Paky gli mette sotto il naso la rivista: «Abbiamo avuto un’idea».

Il sessantaquattrenne Jerome Pickwick butta un occhio all’annuncio che i due ragazzi gli sottopongono, ma appena capisce di cosa si tratta, restituisce la rivista.

«Niente da fare, ragazzi, non tratto questa roba»

«Questa roba è il futuro, signor Pickwick»

«lo so ragazzi, avete ragione, ma io non ci capisco niente di videogiochi, come faccio a vendere qualcosa che non conosco, che non mi piace? Non posso! E non ho alcuna voglia alla mia età…»

«Lo sappiamo. Proprio per questo siamo qui. Lasci che le spieghiamo la nostra idea. Ci impiegheremo sette minuti, se non ci interrompe»

Jerome Pickwick sorride.

«Come forse saprà, la Atari sta rivoluzionando il settore dei videogiochi. Con l’arrivo della nuova consolle dotata di Joystick il mercato dei videogiochi domestici avrà una crescita esponenziale. Ora stanno lanciando una grande operazione commerciale per entrare in tutti i negozi di giocattoli e modellismo…»

«So già tutto ragazzi, e ho già mandato via almeno tre rappresentanti, oltre a una serie di vostri coetanei che volevano prenotare questo nuovo giò-stick o come diavolo si chiama…»

Christian capisce che è giunto il momento per sparare un’altra delle frasi che si è preparato: «Noi sappiamo qual è il suo problema, e siamo qui per risolverlo».

«Il punto chiave della strategia promozionale Atari è la visibilità. Per questo offrono ai dettaglianti merce in conto vendita, materiale da vetrina, espositori, poster, e soprattutto una postazione di gioco completa, a disposizione del pubblico, per provare il nuovo Joystick»

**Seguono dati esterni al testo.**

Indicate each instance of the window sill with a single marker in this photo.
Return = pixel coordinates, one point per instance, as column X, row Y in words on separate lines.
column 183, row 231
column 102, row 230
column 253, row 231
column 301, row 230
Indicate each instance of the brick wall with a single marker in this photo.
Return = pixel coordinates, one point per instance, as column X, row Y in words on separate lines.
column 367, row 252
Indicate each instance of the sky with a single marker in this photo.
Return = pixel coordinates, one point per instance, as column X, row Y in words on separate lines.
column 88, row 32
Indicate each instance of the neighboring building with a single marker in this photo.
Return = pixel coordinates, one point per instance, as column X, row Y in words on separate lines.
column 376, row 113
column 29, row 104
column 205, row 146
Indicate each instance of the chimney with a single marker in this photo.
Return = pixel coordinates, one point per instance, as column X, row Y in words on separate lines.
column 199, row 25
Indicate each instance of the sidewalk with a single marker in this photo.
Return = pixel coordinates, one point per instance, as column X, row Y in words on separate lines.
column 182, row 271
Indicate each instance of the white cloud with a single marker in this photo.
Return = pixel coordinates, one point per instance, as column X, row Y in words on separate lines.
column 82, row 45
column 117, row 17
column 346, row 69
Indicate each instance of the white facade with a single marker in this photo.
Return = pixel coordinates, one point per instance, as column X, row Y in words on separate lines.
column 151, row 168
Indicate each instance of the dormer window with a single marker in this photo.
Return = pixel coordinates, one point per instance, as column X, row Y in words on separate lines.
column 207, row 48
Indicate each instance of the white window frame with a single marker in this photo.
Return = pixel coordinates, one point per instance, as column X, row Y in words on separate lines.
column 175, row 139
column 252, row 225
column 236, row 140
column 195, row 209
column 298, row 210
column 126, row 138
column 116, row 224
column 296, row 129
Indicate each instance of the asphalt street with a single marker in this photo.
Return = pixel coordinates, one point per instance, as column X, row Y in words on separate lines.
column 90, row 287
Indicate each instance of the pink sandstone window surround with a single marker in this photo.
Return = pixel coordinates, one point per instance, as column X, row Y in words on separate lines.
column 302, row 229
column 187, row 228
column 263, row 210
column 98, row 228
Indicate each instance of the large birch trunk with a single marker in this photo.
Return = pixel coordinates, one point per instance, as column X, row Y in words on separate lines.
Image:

«L’idea è questa» interviene Paky «ci occuperemo di tutto noi, la vetrina, la vendita, e soprattutto la postazione: uno di noi due, o entrambi, saremo qui ogni pomeriggio, e dal mese prossimo, finita la scuola, tutto il giorno, a disposizione dei clienti che vogliono provare il nuovo sistema, li faremo giocare con la consolle e con i nuovi videogiochi… »

«Ne venderemo una caterva» prosegue Christian «lei devo solo metterci a disposizione la vetrina su Main Road, e una piccola zona del negozio che chiameremo settore videogiochi, dove piazzeremo la postazione di gioco. Senza dover fare niente, e senza rischiare niente, le garantiamo un aumento costante degli incassi…»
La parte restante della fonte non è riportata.